The Government has also decided to award a diplomatic posting to former Chief of Defence Staff Gen. Jagath Jayasuriya, whose role in the military build-up ahead of the 8 January presidential poll was questioned by the Elections Commissioner and strongly criticised by the UNP, then the Opposition at the time. As the officer to replace former Army Chief Sarath Fonseka as Commander of the Sri Lanka Army, Jayasuriya was a staunch loyalist and confidant of the former regime. The former Chief of Defence Staff is also an old boy of Royal College. Gen. Jayasuriya will leave for Brazil in a few weeks as Sri Lanka’s Ambassador to that country. Lt. Gen. Daya Ratnayake, who famously made political speeches at army cantonments ahead of elections, was similarly never called to answer for these transgressions, and instead rewarded with a diplomatic posting to Islamabad, when he completed his tenure as Army Chief earlier this year.
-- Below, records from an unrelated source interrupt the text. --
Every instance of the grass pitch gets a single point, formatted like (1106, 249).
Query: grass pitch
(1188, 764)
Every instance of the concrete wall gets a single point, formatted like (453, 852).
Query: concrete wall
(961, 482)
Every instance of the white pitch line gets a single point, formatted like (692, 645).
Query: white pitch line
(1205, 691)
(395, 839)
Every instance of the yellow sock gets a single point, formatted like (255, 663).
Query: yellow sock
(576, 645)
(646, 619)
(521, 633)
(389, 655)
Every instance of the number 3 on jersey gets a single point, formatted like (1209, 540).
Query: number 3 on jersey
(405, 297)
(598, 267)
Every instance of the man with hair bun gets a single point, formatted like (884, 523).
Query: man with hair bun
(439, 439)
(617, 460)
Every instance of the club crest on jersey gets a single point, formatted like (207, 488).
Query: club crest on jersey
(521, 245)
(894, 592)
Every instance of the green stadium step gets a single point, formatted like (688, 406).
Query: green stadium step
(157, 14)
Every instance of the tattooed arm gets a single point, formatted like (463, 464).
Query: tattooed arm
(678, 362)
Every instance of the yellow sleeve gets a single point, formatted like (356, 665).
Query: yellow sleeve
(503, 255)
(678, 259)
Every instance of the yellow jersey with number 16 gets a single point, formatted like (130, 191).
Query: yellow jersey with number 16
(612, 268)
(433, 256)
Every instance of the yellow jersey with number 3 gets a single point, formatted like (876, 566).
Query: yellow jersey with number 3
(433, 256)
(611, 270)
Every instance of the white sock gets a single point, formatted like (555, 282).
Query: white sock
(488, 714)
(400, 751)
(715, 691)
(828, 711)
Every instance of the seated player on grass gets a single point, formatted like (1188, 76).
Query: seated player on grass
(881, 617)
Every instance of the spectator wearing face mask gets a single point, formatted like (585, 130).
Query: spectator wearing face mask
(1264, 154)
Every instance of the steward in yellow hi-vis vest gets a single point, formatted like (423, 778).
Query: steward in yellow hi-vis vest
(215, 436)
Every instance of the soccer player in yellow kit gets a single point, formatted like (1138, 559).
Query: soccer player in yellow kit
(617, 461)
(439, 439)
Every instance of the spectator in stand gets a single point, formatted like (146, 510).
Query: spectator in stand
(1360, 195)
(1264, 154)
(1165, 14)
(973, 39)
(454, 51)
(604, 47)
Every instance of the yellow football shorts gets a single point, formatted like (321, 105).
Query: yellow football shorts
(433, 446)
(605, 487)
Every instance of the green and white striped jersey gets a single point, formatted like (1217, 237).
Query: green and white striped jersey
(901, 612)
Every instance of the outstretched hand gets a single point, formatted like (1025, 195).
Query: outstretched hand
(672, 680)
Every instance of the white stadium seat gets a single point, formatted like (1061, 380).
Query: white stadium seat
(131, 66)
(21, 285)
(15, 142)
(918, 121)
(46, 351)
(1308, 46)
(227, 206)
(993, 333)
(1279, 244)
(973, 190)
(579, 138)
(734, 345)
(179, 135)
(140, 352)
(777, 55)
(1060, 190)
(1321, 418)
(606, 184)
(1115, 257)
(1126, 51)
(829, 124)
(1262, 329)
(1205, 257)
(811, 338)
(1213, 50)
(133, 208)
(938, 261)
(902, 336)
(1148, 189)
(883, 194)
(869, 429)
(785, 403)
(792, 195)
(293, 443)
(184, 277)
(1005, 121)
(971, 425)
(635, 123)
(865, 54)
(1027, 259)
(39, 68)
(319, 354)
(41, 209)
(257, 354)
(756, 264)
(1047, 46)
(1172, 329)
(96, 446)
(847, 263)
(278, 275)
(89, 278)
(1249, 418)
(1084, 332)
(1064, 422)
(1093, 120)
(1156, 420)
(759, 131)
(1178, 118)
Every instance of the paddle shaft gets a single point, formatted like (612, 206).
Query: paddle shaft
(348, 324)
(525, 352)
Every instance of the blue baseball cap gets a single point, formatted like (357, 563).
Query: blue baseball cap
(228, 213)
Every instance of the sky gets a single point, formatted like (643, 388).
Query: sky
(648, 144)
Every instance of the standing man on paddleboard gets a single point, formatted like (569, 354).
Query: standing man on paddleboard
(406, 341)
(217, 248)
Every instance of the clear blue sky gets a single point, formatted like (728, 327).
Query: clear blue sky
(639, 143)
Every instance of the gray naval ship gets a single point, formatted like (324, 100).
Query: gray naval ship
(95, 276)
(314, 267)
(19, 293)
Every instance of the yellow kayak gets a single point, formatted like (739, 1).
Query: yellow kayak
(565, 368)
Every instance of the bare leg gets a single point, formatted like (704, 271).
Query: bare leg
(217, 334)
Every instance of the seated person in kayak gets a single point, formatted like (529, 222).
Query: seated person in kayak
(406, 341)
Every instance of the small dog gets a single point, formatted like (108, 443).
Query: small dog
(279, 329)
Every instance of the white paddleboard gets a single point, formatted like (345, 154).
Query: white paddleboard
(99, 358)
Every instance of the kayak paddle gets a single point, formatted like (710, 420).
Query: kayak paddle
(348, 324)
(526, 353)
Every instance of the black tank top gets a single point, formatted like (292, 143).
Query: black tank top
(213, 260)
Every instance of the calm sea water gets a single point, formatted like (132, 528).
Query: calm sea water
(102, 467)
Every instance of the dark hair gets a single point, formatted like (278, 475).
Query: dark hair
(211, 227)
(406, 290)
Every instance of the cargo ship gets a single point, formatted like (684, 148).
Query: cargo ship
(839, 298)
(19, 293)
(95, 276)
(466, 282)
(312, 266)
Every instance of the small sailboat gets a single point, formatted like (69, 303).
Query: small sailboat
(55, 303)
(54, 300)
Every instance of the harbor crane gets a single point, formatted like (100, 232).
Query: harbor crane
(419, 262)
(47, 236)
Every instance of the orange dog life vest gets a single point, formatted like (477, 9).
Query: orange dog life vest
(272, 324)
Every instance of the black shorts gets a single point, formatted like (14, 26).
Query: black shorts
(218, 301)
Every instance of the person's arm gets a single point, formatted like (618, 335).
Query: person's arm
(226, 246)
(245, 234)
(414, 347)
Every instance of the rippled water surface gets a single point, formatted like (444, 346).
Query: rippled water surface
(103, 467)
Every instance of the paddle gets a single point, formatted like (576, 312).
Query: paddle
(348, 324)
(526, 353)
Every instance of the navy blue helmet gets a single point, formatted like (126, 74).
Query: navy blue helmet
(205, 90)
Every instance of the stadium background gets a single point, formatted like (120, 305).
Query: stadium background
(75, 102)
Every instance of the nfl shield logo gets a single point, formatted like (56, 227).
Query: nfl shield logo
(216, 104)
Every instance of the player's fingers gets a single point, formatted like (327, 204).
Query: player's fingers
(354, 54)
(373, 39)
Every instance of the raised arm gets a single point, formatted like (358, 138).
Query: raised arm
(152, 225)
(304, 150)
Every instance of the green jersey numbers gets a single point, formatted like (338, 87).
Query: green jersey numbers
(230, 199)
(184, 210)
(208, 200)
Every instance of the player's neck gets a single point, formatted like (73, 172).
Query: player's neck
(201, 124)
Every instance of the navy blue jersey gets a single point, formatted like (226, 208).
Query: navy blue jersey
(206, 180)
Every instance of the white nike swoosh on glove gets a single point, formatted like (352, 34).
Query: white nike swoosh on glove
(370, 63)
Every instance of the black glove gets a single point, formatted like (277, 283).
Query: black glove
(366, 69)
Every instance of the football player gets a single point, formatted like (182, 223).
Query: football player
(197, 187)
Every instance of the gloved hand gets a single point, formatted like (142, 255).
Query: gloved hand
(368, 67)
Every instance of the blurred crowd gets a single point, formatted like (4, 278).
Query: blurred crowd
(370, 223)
It was the Rajapaksa regime that turned Sri Lanka’s missions overseas into safe havens for officials and loyalists whose conduct was found wanting. Former police chief Mahinda Balasuriya was rewarded with a posting to Brazil after he controversially retired after the shooting of Katunayake Free Trade Zone worker Roshan Chanaka during a protest against a Government-proposed pension scheme for the private sector in 2011. It is a practice the UNP Government appears keen to continue.
Baby steps
Despite these major lapses, Sri Lanka is witnessing one of the most lawful election campaigns in recent memory. To attempt to influence the police or judiciary now would be to commit political suicide given the public mood.
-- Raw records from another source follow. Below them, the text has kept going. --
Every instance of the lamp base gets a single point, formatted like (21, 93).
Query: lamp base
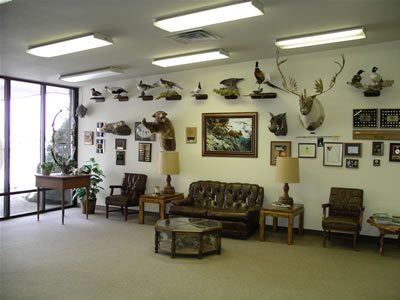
(286, 201)
(168, 190)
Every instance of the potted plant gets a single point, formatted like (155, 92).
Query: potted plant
(47, 167)
(90, 167)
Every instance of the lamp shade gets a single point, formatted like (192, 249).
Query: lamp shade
(287, 170)
(169, 162)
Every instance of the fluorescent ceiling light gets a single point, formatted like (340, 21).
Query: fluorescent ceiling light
(321, 38)
(93, 74)
(209, 16)
(71, 45)
(191, 58)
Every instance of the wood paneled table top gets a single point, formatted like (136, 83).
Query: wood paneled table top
(62, 182)
(160, 199)
(277, 212)
(384, 229)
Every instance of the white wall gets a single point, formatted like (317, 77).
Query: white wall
(380, 184)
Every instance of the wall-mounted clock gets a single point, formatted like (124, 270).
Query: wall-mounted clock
(365, 118)
(390, 118)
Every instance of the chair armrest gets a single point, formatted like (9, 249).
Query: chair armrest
(184, 201)
(112, 187)
(324, 206)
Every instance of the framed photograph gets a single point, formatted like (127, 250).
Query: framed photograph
(88, 137)
(333, 154)
(191, 135)
(376, 162)
(279, 149)
(394, 152)
(145, 152)
(307, 150)
(120, 158)
(120, 144)
(377, 148)
(143, 134)
(229, 134)
(352, 149)
(352, 163)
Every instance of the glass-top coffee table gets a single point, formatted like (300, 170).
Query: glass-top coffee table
(193, 236)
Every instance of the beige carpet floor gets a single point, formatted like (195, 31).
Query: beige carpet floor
(114, 259)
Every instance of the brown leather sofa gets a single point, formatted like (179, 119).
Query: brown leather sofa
(236, 205)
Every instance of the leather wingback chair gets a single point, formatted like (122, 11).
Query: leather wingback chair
(133, 185)
(345, 212)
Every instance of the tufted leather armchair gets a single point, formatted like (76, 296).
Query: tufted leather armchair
(236, 205)
(345, 212)
(133, 185)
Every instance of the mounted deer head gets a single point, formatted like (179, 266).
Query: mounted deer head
(311, 111)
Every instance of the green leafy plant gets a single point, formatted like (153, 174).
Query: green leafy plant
(90, 167)
(48, 166)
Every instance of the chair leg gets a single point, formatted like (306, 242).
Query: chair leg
(355, 241)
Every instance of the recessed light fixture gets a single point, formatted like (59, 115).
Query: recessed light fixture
(321, 38)
(76, 44)
(93, 74)
(209, 16)
(190, 58)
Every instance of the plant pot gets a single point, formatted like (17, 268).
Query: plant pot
(91, 206)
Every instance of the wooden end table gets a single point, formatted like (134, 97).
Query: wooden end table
(289, 213)
(62, 182)
(384, 229)
(161, 199)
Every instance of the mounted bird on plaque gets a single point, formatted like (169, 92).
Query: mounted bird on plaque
(170, 94)
(230, 91)
(374, 89)
(118, 92)
(260, 79)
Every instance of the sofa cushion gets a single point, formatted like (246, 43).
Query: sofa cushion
(188, 210)
(228, 214)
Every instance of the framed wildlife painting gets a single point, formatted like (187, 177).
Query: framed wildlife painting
(279, 149)
(333, 154)
(229, 134)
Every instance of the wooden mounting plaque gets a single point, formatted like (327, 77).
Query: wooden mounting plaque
(376, 134)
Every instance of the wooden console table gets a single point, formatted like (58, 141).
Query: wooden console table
(289, 213)
(384, 229)
(161, 199)
(62, 182)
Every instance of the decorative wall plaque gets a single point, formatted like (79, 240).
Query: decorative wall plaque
(365, 118)
(390, 118)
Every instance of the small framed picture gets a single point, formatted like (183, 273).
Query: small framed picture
(145, 152)
(307, 150)
(377, 148)
(88, 137)
(394, 152)
(280, 149)
(352, 163)
(333, 154)
(120, 158)
(120, 144)
(352, 149)
(376, 162)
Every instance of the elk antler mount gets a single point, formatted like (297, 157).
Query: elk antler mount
(311, 112)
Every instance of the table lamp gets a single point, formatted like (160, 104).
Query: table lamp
(169, 165)
(287, 171)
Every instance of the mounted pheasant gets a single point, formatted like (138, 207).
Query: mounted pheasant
(312, 114)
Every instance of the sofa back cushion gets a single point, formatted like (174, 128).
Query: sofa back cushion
(207, 193)
(241, 196)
For the first time in decades, police and election authorities have been able to enforce laws banning candidate posters and hoardings in public spaces. State media conduct during this polls campaign has not been ideal, but it is playing fairer than it has in decades. Police have made several arrests of local politicians and former MPs for breaking election laws.
A Yatinuwara Pradeshiya Sabha Member was arrested for displaying distorted versions of the national flag at a Mahinda Rajapaksa rally. Former Eastern Province Chief Minister Najeed A. Majeed was arrested yesterday for trying to intimidate voters during postal voting in Trincomalee. The police department caused shockwaves this week when they filed legal action against Deputy Minister of Justice Sujeewa Senasinghe for obstructing a police officer and failing to obtain a licence to broadcast election messaging via loudspeaker. Senasinghe is outraged and has called for the IGP’s resignation over his court summons, but the top cop is standing his ground against the Deputy Minister of Justice.
Yesterday police raided a printing press that was printing booklets slinging mud against Kurunegala District UPFA candidate and ex-President Mahinda Rajapaksa, shutting down the operation.
All these are small steps, but they are changes that were unthinkable only eight months ago. These are the true dividends of the 8 January revolution. In a political dynamic that has altered drastically since 8 January, the people are striving hard to make the rules. For the first time in a long time, public disgust about Rajapaksa excesses and impunity struck fear into the hearts of politicians who came after, if only for a brief time. If the message was not clear enough the first time, voters will have a chance to reinforce it again in two weeks.
The grave injustice meted out to a young sportsman and his grieving family because of an institutional failure wrought by rampant political interference demonstrates that it is course correction at the systemic level that is most desperately required. The odds maybe stacked slightly in the UNP’s favour if only for a lack of options, but it remains to be seen if the party is ready or able to be the custodians of a mandate born of a desire of the people to instil more than just cosmetic changes in Sri Lanka’s body politic.